## Tag Archives: Basic factorization tricks

### Some non trivial factorization examples

I hope to give you a flavour of some non-trivial factorization examples using the following identity: $a^{3}+b^{3}+c^{3}-3abc = (a+b+c)(a^{2}+b^{2}+c^{2}-ab -bc-ca)$ Example 1. Let n be a positive integer. Factorize $3^{3^{n}}(3^{3^{n}}+1) +3^{3^{n}+1}-1$

Solution. Observe that $3^{3^{n}}(3^{3^{n}}+1) +3^{3^{n}+1}-1 = a^{3}+b^{3}+c^{3}-3abc$ where $a=3^{3^{n-1}}$, $b=9^{3^{n-1}}$, and $c=-1$.

Thus, using the above factorization identity, we get the following factorization: $(3^{3^{n-1}}+9^{3^{n-1}}-1)(9^{3^{n-1}}+81^{3^{n-1}}+1-27^{3^{n-1}}+3^{3^{n-1}}+9^{3^{n-1}})$

Example 2. Let a, b, c be distinct positive integers and let k be a positive integer such that $ab+bc+ca \geq 3k^{2}-1$.

Prove that $(1/3)(a^{3}+b^{3}+c^{3})-abc \geq 3k$.

Solution. The desired inequality is equivalent to $a^{3}+b^{3}+c^{3}-3abc \geq 9k$.
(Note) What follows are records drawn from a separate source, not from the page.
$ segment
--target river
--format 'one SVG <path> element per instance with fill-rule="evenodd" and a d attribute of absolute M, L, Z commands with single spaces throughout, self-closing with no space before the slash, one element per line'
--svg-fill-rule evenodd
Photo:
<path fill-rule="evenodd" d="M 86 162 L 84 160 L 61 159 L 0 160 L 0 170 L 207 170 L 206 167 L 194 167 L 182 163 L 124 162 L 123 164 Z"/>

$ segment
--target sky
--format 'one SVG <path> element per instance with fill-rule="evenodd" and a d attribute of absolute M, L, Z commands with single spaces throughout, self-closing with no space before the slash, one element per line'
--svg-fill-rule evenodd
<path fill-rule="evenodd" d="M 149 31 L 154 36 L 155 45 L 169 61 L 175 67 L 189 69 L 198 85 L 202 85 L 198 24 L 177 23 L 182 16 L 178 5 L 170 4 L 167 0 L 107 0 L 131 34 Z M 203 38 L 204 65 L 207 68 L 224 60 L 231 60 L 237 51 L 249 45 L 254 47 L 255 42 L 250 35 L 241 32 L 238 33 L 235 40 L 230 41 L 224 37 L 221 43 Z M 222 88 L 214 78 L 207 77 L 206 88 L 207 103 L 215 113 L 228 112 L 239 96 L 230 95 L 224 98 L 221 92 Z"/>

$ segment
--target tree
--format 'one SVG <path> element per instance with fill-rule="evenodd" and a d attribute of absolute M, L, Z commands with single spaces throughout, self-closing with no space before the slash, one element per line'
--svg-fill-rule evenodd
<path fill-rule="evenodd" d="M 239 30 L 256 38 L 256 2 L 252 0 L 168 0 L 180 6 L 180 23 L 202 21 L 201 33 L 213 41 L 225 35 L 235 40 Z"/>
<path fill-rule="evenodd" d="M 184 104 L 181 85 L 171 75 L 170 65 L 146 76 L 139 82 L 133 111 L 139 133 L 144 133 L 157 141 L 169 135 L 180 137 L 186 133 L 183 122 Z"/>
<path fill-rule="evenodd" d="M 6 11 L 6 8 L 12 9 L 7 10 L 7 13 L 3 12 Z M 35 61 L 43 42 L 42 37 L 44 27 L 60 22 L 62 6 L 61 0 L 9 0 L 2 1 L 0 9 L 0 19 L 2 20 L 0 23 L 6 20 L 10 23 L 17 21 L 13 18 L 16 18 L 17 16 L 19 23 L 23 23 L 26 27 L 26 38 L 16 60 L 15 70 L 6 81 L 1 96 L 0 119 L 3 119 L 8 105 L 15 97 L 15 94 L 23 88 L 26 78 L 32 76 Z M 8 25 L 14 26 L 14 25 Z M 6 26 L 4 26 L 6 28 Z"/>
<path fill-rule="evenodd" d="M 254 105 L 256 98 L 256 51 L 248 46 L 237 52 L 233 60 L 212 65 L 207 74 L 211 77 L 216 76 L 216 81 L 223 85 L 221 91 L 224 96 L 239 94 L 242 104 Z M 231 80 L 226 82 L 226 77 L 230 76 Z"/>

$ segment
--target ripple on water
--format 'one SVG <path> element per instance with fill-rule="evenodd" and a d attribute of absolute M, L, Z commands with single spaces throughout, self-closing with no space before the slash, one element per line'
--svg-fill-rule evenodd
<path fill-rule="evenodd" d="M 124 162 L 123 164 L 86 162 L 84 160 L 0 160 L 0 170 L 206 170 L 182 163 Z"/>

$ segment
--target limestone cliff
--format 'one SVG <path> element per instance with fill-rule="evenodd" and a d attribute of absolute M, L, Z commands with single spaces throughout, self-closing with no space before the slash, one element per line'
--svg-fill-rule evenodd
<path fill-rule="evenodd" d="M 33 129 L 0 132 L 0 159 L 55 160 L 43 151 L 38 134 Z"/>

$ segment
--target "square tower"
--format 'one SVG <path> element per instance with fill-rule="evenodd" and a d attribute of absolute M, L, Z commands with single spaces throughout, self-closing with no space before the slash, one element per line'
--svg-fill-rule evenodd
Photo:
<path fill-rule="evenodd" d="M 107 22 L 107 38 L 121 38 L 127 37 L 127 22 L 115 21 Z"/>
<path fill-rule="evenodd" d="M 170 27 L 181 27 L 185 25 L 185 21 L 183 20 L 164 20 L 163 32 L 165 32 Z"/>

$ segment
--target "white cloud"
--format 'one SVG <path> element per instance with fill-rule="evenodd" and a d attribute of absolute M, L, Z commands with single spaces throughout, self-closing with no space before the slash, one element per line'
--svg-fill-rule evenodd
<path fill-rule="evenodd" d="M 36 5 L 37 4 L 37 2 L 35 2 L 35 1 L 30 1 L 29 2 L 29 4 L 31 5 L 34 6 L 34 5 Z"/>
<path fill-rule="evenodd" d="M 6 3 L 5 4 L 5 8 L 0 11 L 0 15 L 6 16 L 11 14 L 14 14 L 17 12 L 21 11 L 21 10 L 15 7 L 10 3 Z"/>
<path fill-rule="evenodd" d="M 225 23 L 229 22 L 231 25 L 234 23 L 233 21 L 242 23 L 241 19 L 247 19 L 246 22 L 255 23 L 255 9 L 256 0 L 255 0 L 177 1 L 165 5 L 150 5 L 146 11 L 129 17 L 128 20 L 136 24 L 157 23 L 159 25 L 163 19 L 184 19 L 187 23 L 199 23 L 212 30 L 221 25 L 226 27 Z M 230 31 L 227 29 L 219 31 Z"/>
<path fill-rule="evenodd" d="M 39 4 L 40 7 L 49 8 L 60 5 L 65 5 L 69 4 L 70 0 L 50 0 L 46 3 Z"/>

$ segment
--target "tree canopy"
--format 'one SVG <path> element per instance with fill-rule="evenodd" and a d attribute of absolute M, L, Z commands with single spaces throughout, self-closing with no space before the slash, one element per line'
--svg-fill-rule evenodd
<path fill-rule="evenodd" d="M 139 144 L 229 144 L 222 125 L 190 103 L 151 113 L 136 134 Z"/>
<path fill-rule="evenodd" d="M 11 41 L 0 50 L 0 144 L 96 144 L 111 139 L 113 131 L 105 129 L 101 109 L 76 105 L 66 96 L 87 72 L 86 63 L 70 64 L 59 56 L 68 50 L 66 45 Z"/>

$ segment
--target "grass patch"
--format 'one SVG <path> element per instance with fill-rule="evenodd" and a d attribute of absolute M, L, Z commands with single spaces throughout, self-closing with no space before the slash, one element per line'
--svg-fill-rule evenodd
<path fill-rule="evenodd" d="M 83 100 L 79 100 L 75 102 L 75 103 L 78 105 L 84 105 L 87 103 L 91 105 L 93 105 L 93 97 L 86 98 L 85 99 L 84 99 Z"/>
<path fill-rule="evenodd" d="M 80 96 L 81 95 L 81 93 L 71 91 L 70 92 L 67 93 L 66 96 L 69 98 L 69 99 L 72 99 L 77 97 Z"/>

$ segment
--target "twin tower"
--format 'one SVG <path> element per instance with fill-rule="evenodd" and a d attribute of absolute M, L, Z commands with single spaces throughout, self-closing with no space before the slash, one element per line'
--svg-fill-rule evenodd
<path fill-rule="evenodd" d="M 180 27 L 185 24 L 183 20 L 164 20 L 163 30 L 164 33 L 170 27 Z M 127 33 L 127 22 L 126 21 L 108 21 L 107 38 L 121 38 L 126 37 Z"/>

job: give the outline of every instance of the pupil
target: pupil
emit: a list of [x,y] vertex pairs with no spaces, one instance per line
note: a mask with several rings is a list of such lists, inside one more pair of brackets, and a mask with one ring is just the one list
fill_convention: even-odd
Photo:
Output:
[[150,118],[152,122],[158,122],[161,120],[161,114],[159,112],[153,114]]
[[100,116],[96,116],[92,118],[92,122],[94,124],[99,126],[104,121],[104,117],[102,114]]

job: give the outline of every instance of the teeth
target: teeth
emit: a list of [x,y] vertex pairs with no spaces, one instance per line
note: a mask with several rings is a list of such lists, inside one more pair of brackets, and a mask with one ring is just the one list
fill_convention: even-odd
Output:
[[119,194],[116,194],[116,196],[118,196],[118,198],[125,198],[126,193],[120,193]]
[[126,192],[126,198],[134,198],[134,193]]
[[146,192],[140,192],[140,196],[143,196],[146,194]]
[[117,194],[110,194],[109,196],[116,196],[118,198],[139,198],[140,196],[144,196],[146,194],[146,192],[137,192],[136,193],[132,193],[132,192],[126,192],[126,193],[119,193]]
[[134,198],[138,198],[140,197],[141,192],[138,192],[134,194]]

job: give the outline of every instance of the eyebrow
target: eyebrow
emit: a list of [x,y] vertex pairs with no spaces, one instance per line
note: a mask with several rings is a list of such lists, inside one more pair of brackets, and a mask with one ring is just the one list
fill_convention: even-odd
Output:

Suppose without loss of generality, that $a>b>c$.

Then, since a, b, and c are distinct positive integers, we $a-b \geq 1$, and $(b-c) \geq 1$ and $a-c \geq 2$.

It follows that $a^{2}+b^{2}+c^{2}-ab-bc-ca = (1/2)((a-b)^{2}+(b-c)^{2}+(c-a)^{2}) \geq (1/2)(1+1+4)=3$

We obtain $a^{3}+b^{3}+c^{3}-3abc = (a+b+c)(a^{2}+b^{2}+c^{2}-ab-bc-ca) \geq 3(a+b+c)$ so it suffices to prove that $3(a+b+c) \geq 9k$ or $(a+b+c) \geq 3k$

But, $(a+b+c)^{2}=a^{2}+b^{2}+c^{2}+2ab+2bc+2ca = a^{2}+b^{2}+c^{2} - ab -bc- ca +3(ab+bc+ca) \geq 3+3(3k^{2}-1) = 9k^{2}$,

and the conclusion follows.

More later… Nalin

### Factorization uses and tricks

One of the first concepts of elementary algebra is factorization. Apart from its intrinsic use in Math itself, it is applied in several areas like pole-placement method in Control System Design and design of digital filters for use in digital communications, the latter being the foundation stone of IT. Another use is in error control coding which is used in wireless/mobile/cellular communications. One of the trickiest uses of factorization is in Trigonometry, which of course, has countless applications. Let me present to you some tricks, which are not so obvious in factorizing complicated algebraic expressions.

1) Factorization by guessing! Solve the equation $x^{3}-3x^{2}-6x+16=0$.

Solution: The product of the coefficient of highest degree term and constant is 16. So, think of the factors of 16. You will see that the LHS vanishes when $x=2$. (We have used the factor theorem here).

Hence, $x=2$ is one root of the equation and corresponding to this root, we have a factor $x-2$.

The equation may now be written $x^{2}(x-2)-x(x-2)-8(x-2)=0$ or $(x^{2}-x-8)(x-2)=0$

Removing the factor $x-2$, we have $x^{2}-x-8=0$

hence, the three roots of the above cubic $x = 0.5(1+\sqrt{33}$ or $x = 0.5(1-\sqrt{33})$ or $x=2$.

Moral of the story: Guessing the factor reduces the degree of the equation. There will be some trials and errors though.

2) The Method of Undetermined Coefficients:

Resolve into two factors: $2a^{2}x^{2} - 2(3b-4c)(b-c)y^{2}+abxy$

Solution: This equation might seem not factorizable, at first sight, as the *middle term* involves no *c*. (Note: a, b, and c are parameters, and the variables are x and y). Also, the brute force technique for using the formula method for quadratics is way too cumbersome. So, let’s give a shot to it using the method of undetermined coefficients.

Let $2a^{2}x^{2} - 2(3b-4c)(b-c)y^{2}+abxy=(Px+Qy)(Mx+Ny)$

Hence, equating like coefficients, $PM=2a^{2}$, $NQ= -2(3b-4c)(b-c)$, $MQ+NP=ab$.

Again, you have to guess!

Let’s try: let $N=2(b-c)$, $Q=-(3b-4c)$, $M=a$, $P=2a$

We need to check: $MQ+NP=-a(3b-4c)+2(b-c)(2a)=ab$ Bingo:-)

So, the factors are $(ax+2(b-c)y)(2ax-y(3b-4c))$

3) An important factorization identity is: $a^{3}+b^{3}+c^{3}-3abc=(a+b+c)(a^{2}+b^{2}+c^{2}-ab-bc-ca)$

Would you like to try proving this?(It is not so easy!)

More later, — Nalin